The 38 works in the exhibition are but a minuscule sampling of the 60,000 drawings in the vast archives of Chaumet, one of the first Parisian jewelers to settle on the Place Vendôme. They consist largely of technical drawings and gouaches of finished jewelry, and demonstrate brilliantly the dexterity, fertile imagination, and keen eye of Chaumet’s in-house draftsmen. Their repertoire of flora and fauna in a variety of drafting techniques shows the intricate stages of creating jewelry—starting with reproducing the shapes of nature, then matching its colors to precious stones—and allowing their grace and character to shine through.

“Jeanson brought a scientist’s vision to a choice of drawings that are ultimately art ‘objects,’ and his viewpoint stirred us in choosing from particular categories those drawings that resonated with us symbolically, as in the case of those representing certain flowers, insects, wheat or reeds, which are foundational images for Chaumet,” Gannet said.

Stalks of wheat bending in the wind—fertility and prosperity symbols at Chaumet—were the inspiration for one of the maison’s most iconic pieces, the Épis de Blé tiara created in 1811 for the Empress Marie-Louise.

Épis de blé tiara, François-Regnault Nitot (circa 1811), in gold and silver set with diamonds, Collection Chaumet Paris.

“Our first muse, the Empress Josephine, was herself a prominent botanist, and instrumental in importing many varieties of seeds into France and planting her own garden at the Chateau de Malmaison,” Gannet said.

The era best represented in the show is the 19th century, when naturalistic jewelry with motifs of fruits, flowers, and foliage became fashionable thanks in part to developments in botany but also to the importance of nature in the Romantic movement in art, illustrated in the fair by Eugène Delacroix’s Branches of Physalis, a black pencil and pastel on tan paper (circa 1840), shown by the Paris-based Galerie Nathalie Motte Masselink.

“Mistletoe” brooch project (around 1900). Courtesy Collection Chaumet, Paris.

Delacroix, whose retrospective closed in January in New York at the Metropolitan Museum of Art, painted flowers throughout his career in an age marked by rampant industrialization. They were from his own garden in Champrosay, and later from just outside his atelier in Paris’s 6th arrondissement, where he moved precisely for its idyllic garden.

Flowers also fascinated Henri Matisse, who a century later produced his Flowers (1945) gouaches, on view at the Parisian Galerie AB’s stand. Two nearly identical works belong to a small series the artist drew at the request of Michel de Brunhoff, a former editor in chief of Vogue France.

“Brunhoff had asked Matisse, van Dongen, and Derain for drawings to illustrate his book titled Parfum,” said Agnès Aittouarès, Galerie AB’s founder. “Matisse produced five gouaches representing flowers because for him, perfume meant flowers.
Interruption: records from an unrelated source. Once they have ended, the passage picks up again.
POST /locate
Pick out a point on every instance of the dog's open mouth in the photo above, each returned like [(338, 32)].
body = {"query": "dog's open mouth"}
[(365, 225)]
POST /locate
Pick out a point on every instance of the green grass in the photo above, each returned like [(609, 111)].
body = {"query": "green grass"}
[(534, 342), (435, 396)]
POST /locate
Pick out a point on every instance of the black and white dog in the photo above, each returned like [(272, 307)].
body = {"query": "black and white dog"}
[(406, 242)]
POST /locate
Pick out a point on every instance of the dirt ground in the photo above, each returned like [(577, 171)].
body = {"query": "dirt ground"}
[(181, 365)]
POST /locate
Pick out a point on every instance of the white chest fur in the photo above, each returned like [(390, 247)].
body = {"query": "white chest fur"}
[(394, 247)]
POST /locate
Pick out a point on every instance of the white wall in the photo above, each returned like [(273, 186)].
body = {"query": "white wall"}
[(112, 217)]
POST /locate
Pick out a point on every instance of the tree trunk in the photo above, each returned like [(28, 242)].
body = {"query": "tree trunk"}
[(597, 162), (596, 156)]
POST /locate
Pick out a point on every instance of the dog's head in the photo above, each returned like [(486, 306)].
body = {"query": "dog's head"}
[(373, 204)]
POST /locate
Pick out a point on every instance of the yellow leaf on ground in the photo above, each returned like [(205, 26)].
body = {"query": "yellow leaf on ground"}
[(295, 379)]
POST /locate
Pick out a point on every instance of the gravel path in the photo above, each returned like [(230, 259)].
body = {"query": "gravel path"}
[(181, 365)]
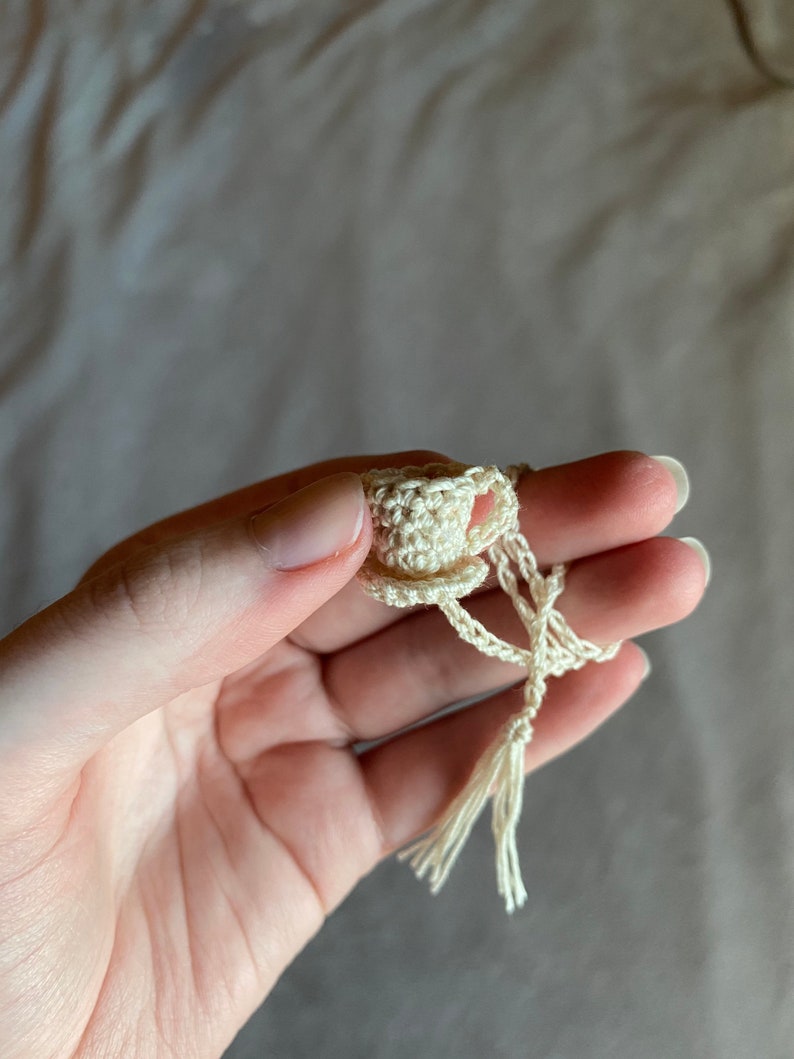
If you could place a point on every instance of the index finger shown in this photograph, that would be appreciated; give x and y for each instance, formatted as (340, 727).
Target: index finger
(252, 498)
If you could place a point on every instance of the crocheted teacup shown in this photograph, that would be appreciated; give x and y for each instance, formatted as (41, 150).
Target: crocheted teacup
(425, 548)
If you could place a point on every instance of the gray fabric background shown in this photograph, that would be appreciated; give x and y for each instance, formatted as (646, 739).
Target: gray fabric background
(239, 236)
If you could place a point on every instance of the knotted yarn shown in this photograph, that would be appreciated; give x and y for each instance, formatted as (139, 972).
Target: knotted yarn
(426, 550)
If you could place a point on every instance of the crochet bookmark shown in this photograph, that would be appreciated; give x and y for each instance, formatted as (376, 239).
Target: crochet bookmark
(427, 551)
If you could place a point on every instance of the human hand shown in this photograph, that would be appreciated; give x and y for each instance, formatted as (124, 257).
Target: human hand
(180, 801)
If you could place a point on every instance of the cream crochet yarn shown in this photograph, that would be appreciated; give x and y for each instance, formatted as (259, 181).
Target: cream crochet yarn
(426, 551)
They expressed Matisse’s idea of pleasure, and as you can see they dance on the page, they are alive.”

Chaumet will bring its own nature-inspired jewelry creations alive in an upcoming show that will feature a large selection of historic pieces alongside their corresponding drawings at its Musée Éphémère. The show, which opens on April 17, tells the story of 200 years of the maison’s creations through the delicate strokes of its in-house draftsmen.